I got a version of 9 done. I think its the best up to date version, but not sure yet. This is… its an extraordinary amount of data.

I’ve got a 42 TB NAS and a processing machine that I can run up to 128gb vram machine learning models on locally.

I’m trying to use datashare (https://datashare.icij.org/) to organize/ index the records, but its been a bit of a disaster. I’m constantly having to restart/ rebuild the docker container because it gets into a bad/ hung state.

I had originally planned to just develop a postgres to index/ support analysis, but thought datashare could simplify this. Its not been good. It hangs when indexing documents. Also, none of the plug-ins seem to really work, but I appreciate it as an opensource concept.

I suppose I could just be hitting the .justice files directly… but that seems problematic for several other reasons. First, document integrity.

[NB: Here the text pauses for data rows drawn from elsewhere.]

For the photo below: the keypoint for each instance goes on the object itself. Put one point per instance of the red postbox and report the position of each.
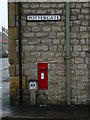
(42, 76)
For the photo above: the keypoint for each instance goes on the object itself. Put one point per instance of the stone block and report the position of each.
(44, 5)
(61, 35)
(79, 60)
(40, 35)
(85, 11)
(13, 32)
(80, 72)
(53, 48)
(83, 28)
(11, 21)
(75, 28)
(79, 5)
(42, 48)
(85, 5)
(41, 11)
(36, 29)
(52, 35)
(80, 16)
(34, 6)
(75, 11)
(46, 29)
(82, 66)
(56, 41)
(61, 5)
(85, 48)
(57, 29)
(14, 82)
(25, 5)
(76, 48)
(28, 34)
(51, 11)
(53, 5)
(83, 54)
(46, 41)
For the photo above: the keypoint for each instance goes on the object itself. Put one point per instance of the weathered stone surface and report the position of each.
(46, 42)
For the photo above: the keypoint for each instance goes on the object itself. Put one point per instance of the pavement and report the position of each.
(50, 112)
(37, 112)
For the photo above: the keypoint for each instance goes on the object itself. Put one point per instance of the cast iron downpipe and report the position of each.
(20, 54)
(68, 51)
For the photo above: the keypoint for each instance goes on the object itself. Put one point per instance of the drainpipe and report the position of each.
(20, 53)
(68, 50)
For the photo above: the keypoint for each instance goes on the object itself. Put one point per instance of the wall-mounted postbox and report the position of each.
(42, 76)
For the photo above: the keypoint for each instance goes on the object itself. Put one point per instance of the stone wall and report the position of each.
(45, 42)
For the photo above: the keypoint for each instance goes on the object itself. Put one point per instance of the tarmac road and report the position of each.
(53, 112)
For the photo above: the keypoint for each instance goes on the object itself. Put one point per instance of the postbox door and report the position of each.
(43, 77)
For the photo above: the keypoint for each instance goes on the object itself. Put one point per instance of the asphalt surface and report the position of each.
(38, 112)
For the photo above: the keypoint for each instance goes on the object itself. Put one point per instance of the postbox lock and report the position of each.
(42, 76)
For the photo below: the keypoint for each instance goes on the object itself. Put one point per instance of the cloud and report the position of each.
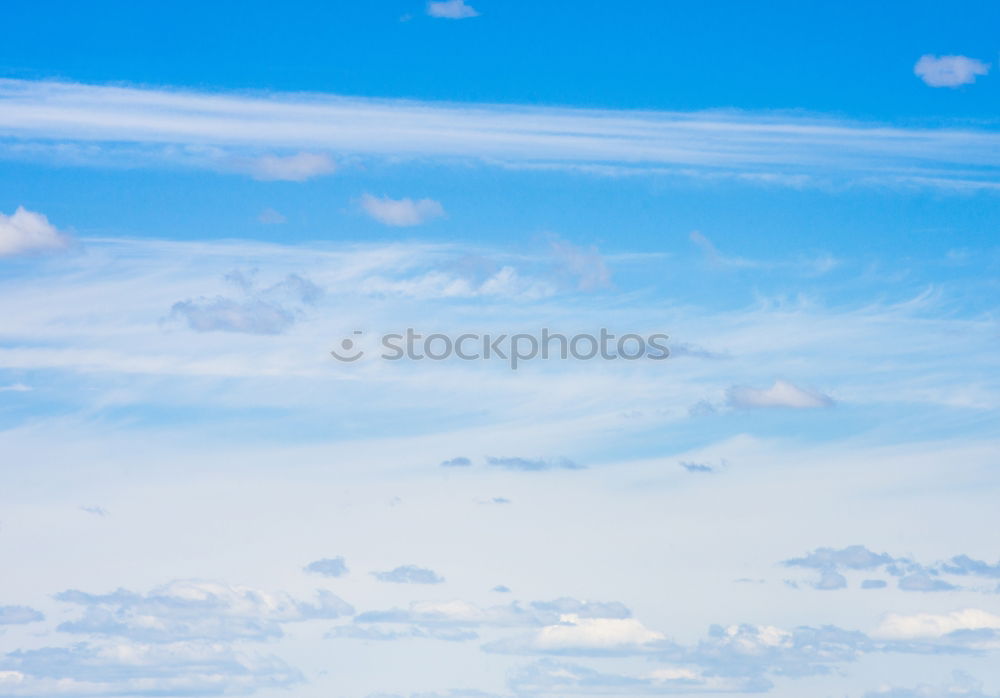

I don’t trust them. Two, tracking. They’ll almost certainly be able to reverse engineer a list of who is examining this data.

All in all, I have the gear to do this homelab style, I have the analysis expertise, and even though I shouldn’t, I can put time into doing aspects of this.

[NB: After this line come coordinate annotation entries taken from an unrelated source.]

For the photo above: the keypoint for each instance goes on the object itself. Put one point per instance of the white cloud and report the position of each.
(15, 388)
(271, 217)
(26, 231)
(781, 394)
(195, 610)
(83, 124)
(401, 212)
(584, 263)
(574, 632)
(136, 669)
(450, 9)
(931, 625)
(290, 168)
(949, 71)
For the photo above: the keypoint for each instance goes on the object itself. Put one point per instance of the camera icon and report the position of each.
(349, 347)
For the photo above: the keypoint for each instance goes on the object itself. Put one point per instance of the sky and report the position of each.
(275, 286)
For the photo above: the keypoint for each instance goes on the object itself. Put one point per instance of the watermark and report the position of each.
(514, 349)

I still need to follow up on datasets 11 and 12, but I’ve got 1-10 extracted and indexed.

I could use help though, if in nothing else, to have a conversation partner. Right now I’ve been focused almost exclusively on getting the data onto the stacks and figuring out an indexing solution. Beyond that I’ve poked around the .justice site and while listening to podcasts have pursued some keywords. But those don’t compose a coherent analytical framework.

I did this a while back: https://codeberg.org/sillyhonu/Image_OCR_Processing_Epstein

Now these have been OCR"d already, but honestly, its kinda shit, and there are some real gaps in these data. In the codeberg example, I did that with rented compute. If I use my machine, I can push MUCH harder.

My thinking first is to try and collate entities, emails, phone numbers, ip’s, and addresses. Then separately, dates and times. Right now one of the most difficult challenges with these data is an inability to sort by time. I’d like to address that.

My thinking is to build out a postgres db of these. This is going to require some fuzzy matching for partial reads. We can assume ALL OCR is going to fail to some degree.

Another reason to take a fuzzy matching approach would be to try and in-fill/ de anonymize the redactions. There are enough flaws and faults the manner of the redactions, when you get some sets of documents, you can effectively infer and fill in what should go in the gaps.

Anyways. What would be extremely helpful would be to have some conversations on how to approach this.